Researchers at the University of British Columbia have found that although many people become unresponsive during their final hours, the dying brain continues to respond to sounds right up until the end.
In the study, which was published in Scientific Reports, Canadian researchers led by PhD student Elizabeth Blundon analysed and compared data from healthy control participants, conscious hospice care patients, and those same patients when they became unresponsive. All patients tested gave their consent in advance.

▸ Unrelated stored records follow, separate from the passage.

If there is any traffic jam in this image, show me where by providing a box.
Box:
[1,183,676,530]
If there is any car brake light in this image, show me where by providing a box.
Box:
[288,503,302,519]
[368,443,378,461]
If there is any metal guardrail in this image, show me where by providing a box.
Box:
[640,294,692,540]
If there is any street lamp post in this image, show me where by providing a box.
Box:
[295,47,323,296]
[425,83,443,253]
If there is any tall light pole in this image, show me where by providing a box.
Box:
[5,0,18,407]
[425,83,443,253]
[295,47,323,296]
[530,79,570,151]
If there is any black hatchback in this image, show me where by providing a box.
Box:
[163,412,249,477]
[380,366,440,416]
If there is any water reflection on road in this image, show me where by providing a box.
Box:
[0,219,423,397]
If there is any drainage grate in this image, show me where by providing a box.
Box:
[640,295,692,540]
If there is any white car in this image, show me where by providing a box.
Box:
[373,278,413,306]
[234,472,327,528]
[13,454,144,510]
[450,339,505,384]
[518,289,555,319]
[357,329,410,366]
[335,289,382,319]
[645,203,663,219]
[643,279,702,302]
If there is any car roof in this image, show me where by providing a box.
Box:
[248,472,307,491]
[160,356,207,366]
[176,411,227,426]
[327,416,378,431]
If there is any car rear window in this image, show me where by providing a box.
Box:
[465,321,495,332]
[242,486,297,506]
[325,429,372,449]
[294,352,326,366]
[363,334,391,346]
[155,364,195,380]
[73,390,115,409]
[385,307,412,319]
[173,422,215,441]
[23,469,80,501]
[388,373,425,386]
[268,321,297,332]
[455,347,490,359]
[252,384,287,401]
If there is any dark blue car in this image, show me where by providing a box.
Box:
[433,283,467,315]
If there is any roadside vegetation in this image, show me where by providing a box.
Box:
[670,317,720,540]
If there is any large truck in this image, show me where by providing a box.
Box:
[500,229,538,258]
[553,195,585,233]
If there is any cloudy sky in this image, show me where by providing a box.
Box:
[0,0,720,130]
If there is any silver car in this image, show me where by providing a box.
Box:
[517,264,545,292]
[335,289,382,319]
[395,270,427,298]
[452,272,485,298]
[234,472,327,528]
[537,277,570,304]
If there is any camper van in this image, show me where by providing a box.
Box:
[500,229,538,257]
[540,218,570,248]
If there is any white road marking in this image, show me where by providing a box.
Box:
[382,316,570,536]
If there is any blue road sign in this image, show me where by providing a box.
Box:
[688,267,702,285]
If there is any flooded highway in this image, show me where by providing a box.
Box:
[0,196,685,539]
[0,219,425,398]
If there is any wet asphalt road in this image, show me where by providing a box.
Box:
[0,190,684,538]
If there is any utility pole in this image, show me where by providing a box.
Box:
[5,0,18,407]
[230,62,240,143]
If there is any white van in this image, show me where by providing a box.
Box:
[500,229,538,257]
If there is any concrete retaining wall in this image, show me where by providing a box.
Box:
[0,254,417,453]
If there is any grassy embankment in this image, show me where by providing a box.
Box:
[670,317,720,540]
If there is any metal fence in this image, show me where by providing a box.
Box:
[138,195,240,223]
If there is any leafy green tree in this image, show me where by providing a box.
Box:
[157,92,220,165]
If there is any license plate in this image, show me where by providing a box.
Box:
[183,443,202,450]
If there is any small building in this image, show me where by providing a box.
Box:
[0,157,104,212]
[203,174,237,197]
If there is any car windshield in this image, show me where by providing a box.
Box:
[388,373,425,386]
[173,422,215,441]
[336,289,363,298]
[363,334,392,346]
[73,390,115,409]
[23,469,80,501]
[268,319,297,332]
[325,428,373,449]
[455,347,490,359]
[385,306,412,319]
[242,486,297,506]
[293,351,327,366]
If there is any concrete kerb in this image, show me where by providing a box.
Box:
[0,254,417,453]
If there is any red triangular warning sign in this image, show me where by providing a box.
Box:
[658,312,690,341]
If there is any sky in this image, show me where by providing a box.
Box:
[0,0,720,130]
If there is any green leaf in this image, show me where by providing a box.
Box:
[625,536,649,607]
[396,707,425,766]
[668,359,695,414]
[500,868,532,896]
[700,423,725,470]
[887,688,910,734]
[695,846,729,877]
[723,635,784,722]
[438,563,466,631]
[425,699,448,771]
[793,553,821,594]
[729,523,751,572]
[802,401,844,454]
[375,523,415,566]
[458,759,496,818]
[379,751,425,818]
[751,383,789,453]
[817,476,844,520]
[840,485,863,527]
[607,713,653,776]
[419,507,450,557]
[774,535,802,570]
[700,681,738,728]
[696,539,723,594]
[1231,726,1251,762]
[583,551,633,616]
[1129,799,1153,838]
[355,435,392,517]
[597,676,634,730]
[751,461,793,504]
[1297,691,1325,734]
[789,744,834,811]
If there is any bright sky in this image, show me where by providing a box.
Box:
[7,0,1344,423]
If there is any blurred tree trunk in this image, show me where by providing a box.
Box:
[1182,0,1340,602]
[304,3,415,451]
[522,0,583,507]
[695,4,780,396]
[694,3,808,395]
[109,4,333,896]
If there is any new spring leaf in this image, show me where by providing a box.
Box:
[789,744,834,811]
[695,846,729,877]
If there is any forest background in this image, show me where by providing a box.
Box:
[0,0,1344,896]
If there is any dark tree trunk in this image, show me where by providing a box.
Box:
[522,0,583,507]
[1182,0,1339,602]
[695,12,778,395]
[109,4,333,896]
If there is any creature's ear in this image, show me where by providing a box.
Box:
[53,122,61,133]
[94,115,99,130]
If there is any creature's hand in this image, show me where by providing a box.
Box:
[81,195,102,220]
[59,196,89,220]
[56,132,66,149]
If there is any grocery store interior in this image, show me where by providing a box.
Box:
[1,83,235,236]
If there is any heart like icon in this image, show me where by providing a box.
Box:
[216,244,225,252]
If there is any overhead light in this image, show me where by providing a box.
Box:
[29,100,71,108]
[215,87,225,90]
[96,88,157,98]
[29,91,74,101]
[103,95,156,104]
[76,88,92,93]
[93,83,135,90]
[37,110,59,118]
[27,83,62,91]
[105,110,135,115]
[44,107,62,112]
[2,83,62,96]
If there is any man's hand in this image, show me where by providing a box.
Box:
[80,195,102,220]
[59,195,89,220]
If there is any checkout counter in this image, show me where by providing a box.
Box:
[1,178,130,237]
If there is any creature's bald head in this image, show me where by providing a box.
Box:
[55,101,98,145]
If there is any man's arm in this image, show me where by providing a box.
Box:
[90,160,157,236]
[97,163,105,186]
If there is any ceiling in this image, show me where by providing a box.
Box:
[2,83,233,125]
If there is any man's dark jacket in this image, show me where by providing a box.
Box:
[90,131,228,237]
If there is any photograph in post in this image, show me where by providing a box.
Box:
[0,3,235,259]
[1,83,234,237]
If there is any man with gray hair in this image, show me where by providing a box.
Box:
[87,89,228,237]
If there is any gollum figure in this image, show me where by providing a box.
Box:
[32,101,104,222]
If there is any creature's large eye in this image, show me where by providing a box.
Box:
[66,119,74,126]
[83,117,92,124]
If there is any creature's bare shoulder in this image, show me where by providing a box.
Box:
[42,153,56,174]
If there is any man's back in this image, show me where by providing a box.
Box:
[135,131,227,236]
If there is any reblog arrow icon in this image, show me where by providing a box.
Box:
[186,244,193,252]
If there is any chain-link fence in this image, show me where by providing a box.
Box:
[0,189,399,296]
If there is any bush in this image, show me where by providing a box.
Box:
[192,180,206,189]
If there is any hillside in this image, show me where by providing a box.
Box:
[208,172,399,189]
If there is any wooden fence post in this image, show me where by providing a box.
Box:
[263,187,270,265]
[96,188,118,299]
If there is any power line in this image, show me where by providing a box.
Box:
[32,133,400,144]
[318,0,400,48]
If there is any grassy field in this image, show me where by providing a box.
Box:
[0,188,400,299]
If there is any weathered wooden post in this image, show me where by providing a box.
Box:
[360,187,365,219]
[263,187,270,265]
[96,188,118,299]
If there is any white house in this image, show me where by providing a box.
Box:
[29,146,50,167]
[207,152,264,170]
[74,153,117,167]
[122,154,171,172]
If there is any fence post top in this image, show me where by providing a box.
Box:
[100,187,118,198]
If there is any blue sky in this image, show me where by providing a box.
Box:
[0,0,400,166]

Study participants listened to patterns of common and rare sounds that changed frequency. Both groups responded to the rare sounds by giving a pre-arranged signal, and distinctive EEG responses were also recorded at these moments.
In the unconscious patients, near death, the same EEG responses were found to occur when the rare tones were played.
Neuroscience News reported that the research was motivated by the experiences of long term palliative care physician Dr Romayne Gallagher, who was excited to learn that hearing really did appear to be the last sense to go, as she had suspected.
‘This research gives credence to the fact that hospice nurses and physicians noticed that the sounds of loved ones helped comfort people when they were dying,’ said Dr Gallagher.
‘To me, it adds significant meaning to the last days and hours of life and shows that being present, in person or by phone, is meaningful. It is a comfort to be able to say goodbye and express love,’ she said.
Lead researcher Elizabeth Blundon said what while the evidence of brain activity suggests that a dying person is hearing, they can’t confirm exactly how much people are aware of what they’re hearing.
While this question remains to be answered, she said, ‘This first glimpse supports the idea that we have to keep talking to people when they are dying because something is happening in their brain.’